The investigative website Bellingcat reported last month that telecommunications and travel data show that eight Russian state security agents were in the vicinity when Navalny was poisoned in Tomsk.

The Kremlin has denied any role in Navalny’s poisoning and has rebuffed Western calls for an investigation.

Putin, during a December news conference, seemed to confirm that Navalny was being watched, but he denied that Moscow was responsible for his poisoning. Without referring to Navalny by name, Putin laughed and asked: “Who needs him anyway? If we had really wanted, we’d have finished the job.”

Andrei Kolesnikov, chairman of the Russian Domestic Politics Program at the Carnegie Moscow Center, tweeted that “Navalny’s reception by the authorities at the airport is the best evidence of how afraid they are of him.”

“They themselves are inflating the importance of Navalny,” Kolesnikov said. “This disavows Putin’s ironic question: ‘Who needs him?’ “

But the government’s messaging on Navalny – alleging without evidence that he’s working with the CIA – has had some success in shaping Russian public opinion.

Forty-nine percent of Russians polled by the independent Levada Center in late December said the poisoning was either staged or “a provocation of Western special services.” Fifteen percent said it was an attempt by authorities to eliminate a political opponent.
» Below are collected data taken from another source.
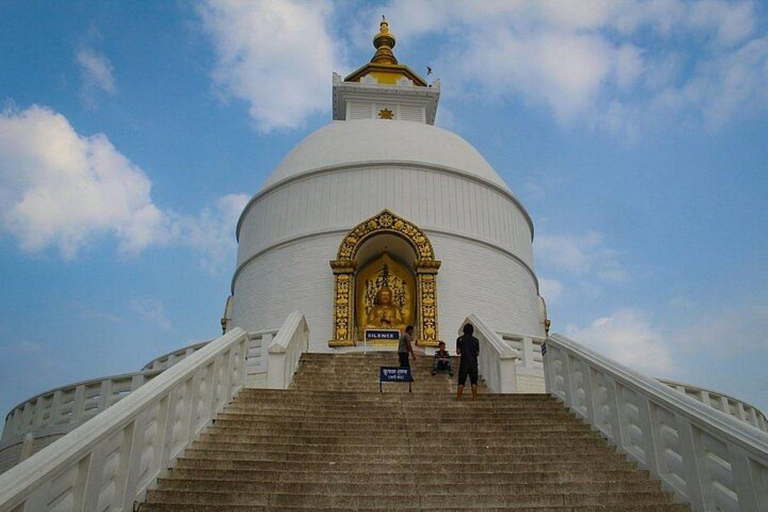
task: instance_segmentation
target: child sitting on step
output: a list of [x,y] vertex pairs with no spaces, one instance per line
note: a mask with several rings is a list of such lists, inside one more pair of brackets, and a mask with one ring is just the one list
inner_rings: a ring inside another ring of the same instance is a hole
[[442,340],[437,344],[435,366],[432,369],[432,375],[437,375],[437,372],[448,372],[448,376],[453,377],[453,370],[451,370],[451,354],[445,350],[445,342]]

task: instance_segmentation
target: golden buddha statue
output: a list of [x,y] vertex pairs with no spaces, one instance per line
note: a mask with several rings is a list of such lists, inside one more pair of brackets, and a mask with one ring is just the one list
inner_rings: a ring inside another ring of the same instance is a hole
[[[403,330],[413,323],[415,280],[386,248],[355,276],[355,327],[362,341],[368,329]],[[382,342],[384,343],[384,342]]]
[[376,292],[376,300],[366,320],[365,327],[372,329],[398,329],[405,323],[403,312],[392,301],[389,286],[382,286]]

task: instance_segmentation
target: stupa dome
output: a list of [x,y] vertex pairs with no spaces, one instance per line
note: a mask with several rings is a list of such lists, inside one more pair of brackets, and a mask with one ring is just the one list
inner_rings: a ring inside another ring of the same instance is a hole
[[455,133],[429,124],[378,119],[333,121],[316,130],[283,159],[264,187],[318,169],[383,162],[445,167],[509,191],[485,158]]

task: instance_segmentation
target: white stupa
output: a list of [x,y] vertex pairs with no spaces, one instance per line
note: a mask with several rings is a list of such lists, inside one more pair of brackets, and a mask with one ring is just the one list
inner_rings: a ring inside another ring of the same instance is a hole
[[299,310],[310,351],[406,323],[429,347],[480,313],[496,332],[544,338],[530,216],[471,144],[434,126],[439,80],[397,62],[386,21],[373,42],[370,63],[334,74],[333,121],[240,217],[225,328],[275,329]]

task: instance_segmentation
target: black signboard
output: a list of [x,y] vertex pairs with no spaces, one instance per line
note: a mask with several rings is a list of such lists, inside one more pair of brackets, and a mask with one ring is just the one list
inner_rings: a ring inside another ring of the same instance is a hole
[[400,331],[397,329],[366,329],[366,341],[397,341],[400,339]]

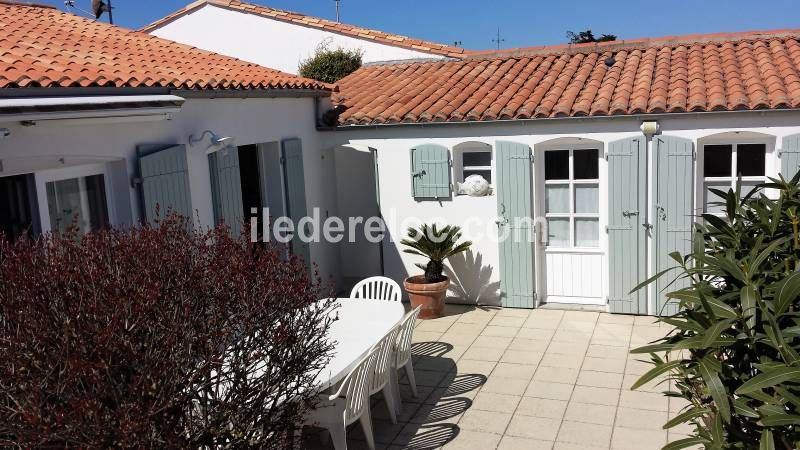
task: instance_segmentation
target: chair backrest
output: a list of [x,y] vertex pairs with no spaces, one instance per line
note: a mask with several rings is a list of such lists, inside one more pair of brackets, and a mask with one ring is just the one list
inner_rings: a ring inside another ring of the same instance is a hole
[[369,388],[375,363],[378,360],[378,346],[373,346],[352,371],[345,377],[339,390],[331,396],[331,400],[341,397],[345,399],[344,423],[355,422],[369,406]]
[[400,285],[391,278],[370,277],[359,281],[350,291],[350,297],[399,302]]
[[417,306],[409,311],[398,325],[397,338],[395,344],[395,366],[402,367],[411,358],[411,338],[414,337],[414,325],[419,315],[421,306]]
[[375,372],[372,374],[370,381],[370,394],[383,389],[386,383],[389,382],[389,374],[392,370],[392,358],[394,357],[394,347],[397,339],[397,332],[400,330],[400,324],[392,328],[380,342],[375,344],[375,352],[378,357],[375,361]]

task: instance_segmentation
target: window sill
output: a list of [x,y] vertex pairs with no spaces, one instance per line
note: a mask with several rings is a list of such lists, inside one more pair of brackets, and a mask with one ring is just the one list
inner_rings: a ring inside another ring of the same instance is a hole
[[602,255],[605,250],[600,247],[545,247],[545,253],[573,253],[580,255]]

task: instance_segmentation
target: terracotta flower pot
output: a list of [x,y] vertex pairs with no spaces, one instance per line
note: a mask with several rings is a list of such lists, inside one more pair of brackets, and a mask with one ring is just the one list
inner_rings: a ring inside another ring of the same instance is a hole
[[444,296],[450,286],[450,279],[438,283],[426,283],[425,277],[416,275],[406,278],[403,287],[408,292],[411,308],[422,306],[419,311],[420,319],[437,319],[444,312]]

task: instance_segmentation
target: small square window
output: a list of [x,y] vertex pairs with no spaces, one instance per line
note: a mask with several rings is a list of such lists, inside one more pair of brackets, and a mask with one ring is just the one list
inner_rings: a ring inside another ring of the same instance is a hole
[[729,177],[733,154],[732,145],[706,145],[703,147],[703,176]]
[[572,154],[575,164],[576,180],[596,180],[600,178],[600,168],[597,160],[596,148],[589,150],[575,150]]
[[569,247],[569,219],[547,219],[547,245]]
[[569,185],[551,184],[545,186],[545,211],[548,213],[569,213]]
[[490,167],[492,165],[491,152],[464,152],[461,155],[464,167]]
[[569,150],[544,152],[544,179],[569,179]]
[[743,177],[763,177],[766,173],[767,146],[764,144],[739,144],[736,146],[736,171]]
[[489,183],[492,182],[492,171],[491,171],[491,169],[488,169],[488,170],[464,169],[464,179],[466,180],[470,175],[480,175],[487,182],[489,182]]

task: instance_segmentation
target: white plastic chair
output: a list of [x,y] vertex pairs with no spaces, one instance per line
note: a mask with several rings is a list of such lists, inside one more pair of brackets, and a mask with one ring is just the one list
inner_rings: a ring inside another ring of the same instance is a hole
[[400,325],[392,328],[380,342],[375,345],[375,352],[377,354],[375,362],[375,372],[372,374],[370,383],[369,395],[375,395],[383,391],[383,398],[386,401],[386,408],[389,410],[389,417],[392,423],[397,423],[397,411],[399,411],[398,402],[400,398],[394,389],[392,383],[392,368],[394,367],[394,348],[397,339],[397,332]]
[[408,377],[408,384],[411,385],[411,392],[414,397],[417,397],[417,380],[414,378],[414,364],[411,362],[411,338],[414,336],[414,325],[419,315],[421,306],[417,306],[414,310],[409,311],[400,324],[397,326],[397,338],[395,340],[394,358],[392,358],[392,385],[394,386],[395,393],[397,394],[398,411],[402,409],[402,397],[400,396],[400,381],[398,370],[404,368],[406,376]]
[[320,404],[306,416],[306,425],[319,426],[330,432],[336,450],[347,450],[347,427],[356,420],[361,421],[367,445],[371,450],[375,450],[369,410],[369,388],[377,361],[376,345],[347,375],[336,393],[320,395]]
[[350,291],[350,297],[399,302],[401,292],[400,285],[391,278],[370,277],[359,281]]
Navalny’s return under threat of arrest could boost his popularity. Other prominent activists, such as businessman Mikhail Khodorkovsky and chess legend Garry Kasparov, continue to criticize the Kremlin, but from abroad.

Ruslan Karadanov, who went to the Berlin airport Sunday to show support, said Navalny was “very brave” to go back.

“If he wants to continue his political activity, he has no other choice,” he said. “Here in Germany, he’ll just be forgotten.”

In announcing his homecoming, Navalny said he “never considered the choice whether to go back or not.”